Al final, fruto de dichas manipulaciones monetarias la composición real de la moneda, el valor extrínseco de la misma, no coincidía con la composición o valor intrínseco que se suponía que tenía.
La fuerza del trabajo de Oresme radica no tanto en sus consideraciones metafísicas o argumentos legales como en el énfasis en los aspectos políticos y económicos de la materia. ¿Por qué Nicolás de Oresme critica estas manipulaciones monetarias? Porque discute que el derecho a la fabricación de monedas deba ser un derecho en exclusiva del monarca, es decir, que sea una regalía de la soberanía real. Entiende que la fabricación de moneda corresponde a la comunidad, no al monarca y lo fundamenta partiendo del principio de la utilidad común. De esta forma, la utilidad constituye la razón por la que se creó el dinero, por tanto, el dinero que circula deberá estar sometido a dicha utilidad. El príncipe tiene, según Nicolás de Oresme, la prerrogativa de la acuñación de moneda en exclusiva, pero en modo alguno es dueño y señor de las monedas que circulan. Con esta afirmación, Nicolás de Oresme evita un peligro: discutir el derecho del monarca a fabricar monedas. Sin embargo, la moneda no puede ser objeto de manipulación y pertenece a aquella persona que la ha adquirido por una venta o a cambio de un determinado servicio, es decir, la moneda pertenece a la comunidad.

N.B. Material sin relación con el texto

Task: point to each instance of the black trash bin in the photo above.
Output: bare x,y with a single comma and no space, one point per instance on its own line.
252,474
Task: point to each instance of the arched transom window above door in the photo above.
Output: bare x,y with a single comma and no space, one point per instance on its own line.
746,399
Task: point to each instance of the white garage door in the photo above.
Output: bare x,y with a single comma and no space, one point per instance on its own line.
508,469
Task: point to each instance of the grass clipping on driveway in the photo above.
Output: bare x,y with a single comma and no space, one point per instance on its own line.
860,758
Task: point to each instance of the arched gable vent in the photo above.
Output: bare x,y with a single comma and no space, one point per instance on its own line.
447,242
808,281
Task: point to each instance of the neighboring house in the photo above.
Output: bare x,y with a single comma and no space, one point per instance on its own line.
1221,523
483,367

Eso sí, Nicolás de Oresme compartía todas estas doctrinas monetarias porque entendía que el sistema monetario nunca debía ser modificado, si no había una necesidad apremiante, o cuando de su posible alteración se derivasen beneficios para el conjunto de la comunidad, no para el rey en exclusiva.
Oresme distingue cinco diferentes tipos de alteración de la moneda: forma, razón bimetálica, denominación, peso, y material. Como regla general, no se permite ninguna de estas alteraciones. La utilidad que el príncipe obtenga de la alteración de la moneda es una pérdida para la comunidad.
Otra de las consecuencias de la devaluación será que “el dinero malo hará desaparecer el bueno” concepto expuesto por Oresme dos siglos antes de que Gresham enunciara su famosa ley. Hay otros efectos indeseables de la devaluación sobre la economía. El tráfico externo e interno se verá dificultado cuando el dinero pierda solidez. Los ingresos determinados en moneda no pueden ser correctamente gravados y valuados. El dinero no puede prestarse con seguridad. El mal ejemplo que dan los soberanos invita a su imitación por los falsificadores.
Para Nicolás de Oresme, el provecho de las devaluaciones era un fraude ya que se realizaba a costa de la comunidad, la única que tiene el derecho a decidir por sí sola cuándo, cómo y en qué manera debe alterarse la moneda. Derecho éste del que jamás debería apropiarse el monarca. He aquí el germen de la idea de que la administración monetaria debe confiarse a una autoridad independiente o, lo que es igual, la autoridad monetaria debe ser distinta a la autoridad política (como ocurre hoy en día).